Reviewer 1

Subject Appropriateness of the Manuscript

The topic of this manuscript falls within the scope of Journal of Obesity

Recommendation

Reject (Paper is not of sufficient quality or novelty to be published in this Journal)

Comments

The aim of this study was to examine factors predicting weight gain on chow, a synthetic control diet, and a synthetic HFD in C57BL6/J mice. The authors report larger variation in weight gain in mice on HFD that was not present in leptin deficit models, that was unrelated to animal dominance. Weight gain was inversely related to pre-diet weight loss in response to a 16hour fast, please rationale why this was tested as a predictive factor in the introduction. Weight gain was not related to the measured appetite and glucoregulatory hormonal factors. There are a lot of small errors and omissions in this work throughout that require attention. I found some of the figures a bit confusing and don’t understand why some figures are supplementary and others are not.

Comments

  • Table 1 - the percentages given as fat, CHO and protein do not add up to 100% (67% for chow, 89 and 91% for CD and HFD so this leads me to believe that it is by weight with fibre missing from the calculation? But I cannot compute how a 45% fat by weight diet is only 0.7kcals/g less than the 5% by weight fat diet. Please check.
  • I disagree that a high fat content specifically causes weight gain, even if the calculations from table 1 are correct and there was no difference in energy intakes. Activity levels of mice were not assessed and so this claim should be removed.
  • Why was a 16h fast chosen? This should be discussed, this is prolonged and likely induces some stress, could stress susceptibility be a factor related to weight gain? Can cortisol be assessed?
  • Do the investigators consider that fasting levels of gut related peptides and one refed timpoint is sufficient for proper assessment of appetite related factors?

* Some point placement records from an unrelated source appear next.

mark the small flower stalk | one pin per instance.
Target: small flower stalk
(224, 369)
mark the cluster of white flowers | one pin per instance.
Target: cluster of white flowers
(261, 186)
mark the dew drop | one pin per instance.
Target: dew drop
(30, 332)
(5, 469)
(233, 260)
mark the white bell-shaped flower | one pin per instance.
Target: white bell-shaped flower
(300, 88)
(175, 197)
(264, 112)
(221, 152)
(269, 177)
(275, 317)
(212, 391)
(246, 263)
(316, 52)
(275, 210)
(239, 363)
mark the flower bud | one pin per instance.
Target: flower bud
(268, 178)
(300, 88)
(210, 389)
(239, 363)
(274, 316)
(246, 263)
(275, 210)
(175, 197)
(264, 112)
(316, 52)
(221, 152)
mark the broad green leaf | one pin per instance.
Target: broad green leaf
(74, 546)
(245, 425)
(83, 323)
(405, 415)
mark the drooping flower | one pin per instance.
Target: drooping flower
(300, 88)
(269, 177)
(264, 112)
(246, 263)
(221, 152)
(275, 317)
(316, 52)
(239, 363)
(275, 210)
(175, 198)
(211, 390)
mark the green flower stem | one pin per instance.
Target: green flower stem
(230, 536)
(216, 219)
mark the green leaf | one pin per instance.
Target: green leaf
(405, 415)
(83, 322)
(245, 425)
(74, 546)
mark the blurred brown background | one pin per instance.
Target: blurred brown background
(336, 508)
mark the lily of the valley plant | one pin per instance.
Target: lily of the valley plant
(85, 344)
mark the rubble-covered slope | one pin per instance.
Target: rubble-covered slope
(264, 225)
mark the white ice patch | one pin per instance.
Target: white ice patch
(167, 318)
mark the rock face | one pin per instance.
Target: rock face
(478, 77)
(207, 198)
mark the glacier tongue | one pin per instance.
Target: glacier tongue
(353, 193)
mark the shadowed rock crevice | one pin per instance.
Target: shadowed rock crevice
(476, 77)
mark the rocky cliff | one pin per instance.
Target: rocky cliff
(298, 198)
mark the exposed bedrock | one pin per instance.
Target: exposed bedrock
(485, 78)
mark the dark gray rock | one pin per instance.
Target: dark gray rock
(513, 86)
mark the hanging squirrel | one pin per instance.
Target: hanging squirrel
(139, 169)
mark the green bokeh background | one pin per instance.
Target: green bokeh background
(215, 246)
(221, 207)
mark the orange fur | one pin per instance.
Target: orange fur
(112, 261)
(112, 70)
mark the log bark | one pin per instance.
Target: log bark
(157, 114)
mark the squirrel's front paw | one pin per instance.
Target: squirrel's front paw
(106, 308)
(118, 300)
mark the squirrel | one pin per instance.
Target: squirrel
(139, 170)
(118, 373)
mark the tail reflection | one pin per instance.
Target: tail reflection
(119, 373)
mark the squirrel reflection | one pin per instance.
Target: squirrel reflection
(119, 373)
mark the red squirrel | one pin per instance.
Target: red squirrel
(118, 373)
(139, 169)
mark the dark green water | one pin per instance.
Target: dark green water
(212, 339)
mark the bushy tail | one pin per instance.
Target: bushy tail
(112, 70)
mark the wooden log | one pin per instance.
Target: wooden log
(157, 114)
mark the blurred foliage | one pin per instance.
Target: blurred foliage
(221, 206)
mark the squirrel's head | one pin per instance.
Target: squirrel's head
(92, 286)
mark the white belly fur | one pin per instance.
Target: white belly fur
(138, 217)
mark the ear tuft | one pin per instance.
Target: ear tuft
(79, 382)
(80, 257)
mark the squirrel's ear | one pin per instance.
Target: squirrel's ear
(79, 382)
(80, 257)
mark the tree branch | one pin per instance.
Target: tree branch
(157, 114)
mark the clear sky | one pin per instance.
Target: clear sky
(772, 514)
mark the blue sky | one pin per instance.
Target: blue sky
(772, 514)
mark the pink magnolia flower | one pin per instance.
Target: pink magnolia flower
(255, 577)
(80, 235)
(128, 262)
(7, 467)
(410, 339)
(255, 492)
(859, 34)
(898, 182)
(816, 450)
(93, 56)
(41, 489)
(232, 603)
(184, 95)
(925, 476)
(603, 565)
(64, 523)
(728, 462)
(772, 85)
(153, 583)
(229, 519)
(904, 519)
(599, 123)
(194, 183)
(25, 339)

Please discuss. Please clarify the re-fed time taken in the methodology.
  • I am confused between cohorts 3-6 given in Figure S1 and Cohorts 1-4 in the text please reconcile. Since HFD animals gained more at one location than the other, I do not think it is appropriate to combine these. Do the results hold when HFD groups are separated into cohorts by location? Could this be reason for variability in weight gain on HFD? I am not sure what is meant by “minimal variation across cohorts”? From the figure to me it looks as if there is considerable variation across the HFD cohorts, but within the same cohort is smaller variation?
  • Please also provide data as to all relationships between WL by fasting when given in grams rather than as % in Figure 3, do these results hold? Why were there 3 fasting weight loss periods reported in Figure 3A? This was only done twice 12 weeks apart? There were also 2 outliers, did results include these individuals? Figure 3B can be deleted.
  • The last 3 paragraphs of the results section could be shortened to one. Please clarify the relative contribution of fasting response and diet to weight gain.
  • Please be consistent with terminology utilising NCD or “chow”
  • Why use “trend” to described the reduction in food intake, this P was <0.05?
  • Figure 3B doesn’t match the listed figure should be 1C and 1D? Figures 2 is not significant and could be removed. Why were NCD not included on Figure 4? Data is not split in SFig2 for hormone/diet differences but is stated in the results section. Please include or remove entirely.

Reviewer 2

Subject Appropriateness of the Manuscript

The topic of this manuscript falls within the scope of Journal of Obesity

Recommendation

Reject (Paper is seriously flawed; do not encourage resubmission.)

Comments

In this manuscript the authors have described the physiological effects of dietary manipulation in a common inbred strain of laboratory mice. The aim of this study was to control the genetic background, environment and diet of these laboratory animals as closely as possible in order to assess the amount of variability that is not due to genetic differences. Although this work is compare different genetic mouse, the data presented are not novel and some results are not consistent with the conclusive statements of the Authors.